Steven Waldman, co-founder of Beliefnet, has written an opinion piece for Slate.com about the rise of the “religious left”. In it, Waldman gives a brief overview of religious left participants. These include “Bible-thumping liberals”, “Ethnic churchgoers”, “Pious peaceniks”, “Conflicted Catholics”, and finally “Religious feminists”.
“…after years of being fractured and relatively impotent, the religious left now seems organized and energized. Where abortion and gay marriage threatened to divide them a few years ago, opposition to the Iraq war and immigration restrictions now unite them. This is not necessarily good news for secular liberals, who tend to think that all the religious mumbo-jumbo entails a dangerous mixing of church and state. But they may swallow their distaste if they think it will help them win elections.”

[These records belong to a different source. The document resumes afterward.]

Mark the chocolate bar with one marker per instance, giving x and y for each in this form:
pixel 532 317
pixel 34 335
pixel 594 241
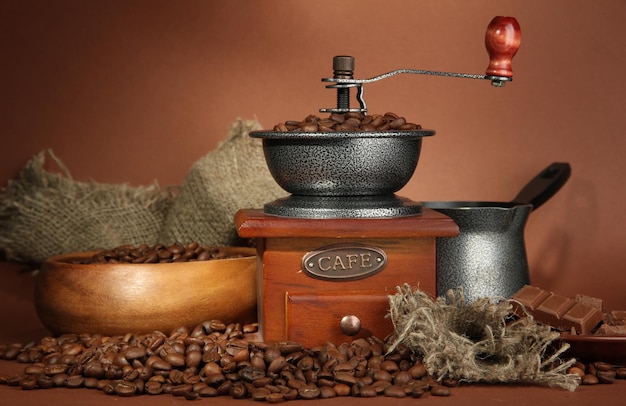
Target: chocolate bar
pixel 560 312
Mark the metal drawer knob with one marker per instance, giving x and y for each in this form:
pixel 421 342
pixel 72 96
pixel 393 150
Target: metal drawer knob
pixel 350 325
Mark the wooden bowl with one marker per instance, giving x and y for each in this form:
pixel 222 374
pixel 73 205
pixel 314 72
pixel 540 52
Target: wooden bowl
pixel 113 299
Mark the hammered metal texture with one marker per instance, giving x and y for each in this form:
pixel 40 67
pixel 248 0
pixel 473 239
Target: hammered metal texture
pixel 488 257
pixel 342 164
pixel 343 206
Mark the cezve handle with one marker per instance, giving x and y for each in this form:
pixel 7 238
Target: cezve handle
pixel 543 186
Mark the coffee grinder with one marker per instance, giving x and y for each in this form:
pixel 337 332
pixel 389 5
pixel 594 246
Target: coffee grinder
pixel 331 253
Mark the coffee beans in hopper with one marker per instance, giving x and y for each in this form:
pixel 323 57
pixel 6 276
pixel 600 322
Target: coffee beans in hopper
pixel 159 253
pixel 347 122
pixel 215 359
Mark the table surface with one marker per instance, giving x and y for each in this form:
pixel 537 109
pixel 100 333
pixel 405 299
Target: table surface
pixel 19 323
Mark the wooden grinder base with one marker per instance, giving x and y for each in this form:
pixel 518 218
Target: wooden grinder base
pixel 293 305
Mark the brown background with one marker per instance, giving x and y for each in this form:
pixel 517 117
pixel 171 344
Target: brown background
pixel 136 91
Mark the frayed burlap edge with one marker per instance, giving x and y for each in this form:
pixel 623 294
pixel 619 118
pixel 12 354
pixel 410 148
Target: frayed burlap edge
pixel 43 213
pixel 479 341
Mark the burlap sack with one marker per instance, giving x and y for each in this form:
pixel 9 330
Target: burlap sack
pixel 232 177
pixel 479 341
pixel 44 214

But Waldman’s “rah-rah religious liberals” piece leaves many voters out of the mix – specifically religious voters who aren’t Christians, Muslims, or Jews. Even the category of “religious feminists,” which you would think could encompass a few goddess worshippers, is defined solely by feminist Christians. Are Christian feminist voters really a bigger voting bloc than modern Pagans? How do you even quantify which female Christians are “feminist Christians”?
What the Waldman piece doesn’t tell you is that it is a boiled down version of an article he wrote with John Green entitled “The Twelve Tribes of American Politics”. In it he makes clear where Pagans (and Buddhists, Native Americans, Hindus, and other religious minorities) fit in:
“Muslims and other faiths… Muslims, Buddhists, Hindus, Wiccans, and other smaller groups… 77% of Muslims and others voted for Kerry, making up 4% of his vote, while 23% voted for Bush, accounting for 1% of his total… What they care about: They care more about economics (and are liberal on it) but some (Muslims especially) are conservative on social issues like gay marriage. They oppose the political involvement of religious organizations.”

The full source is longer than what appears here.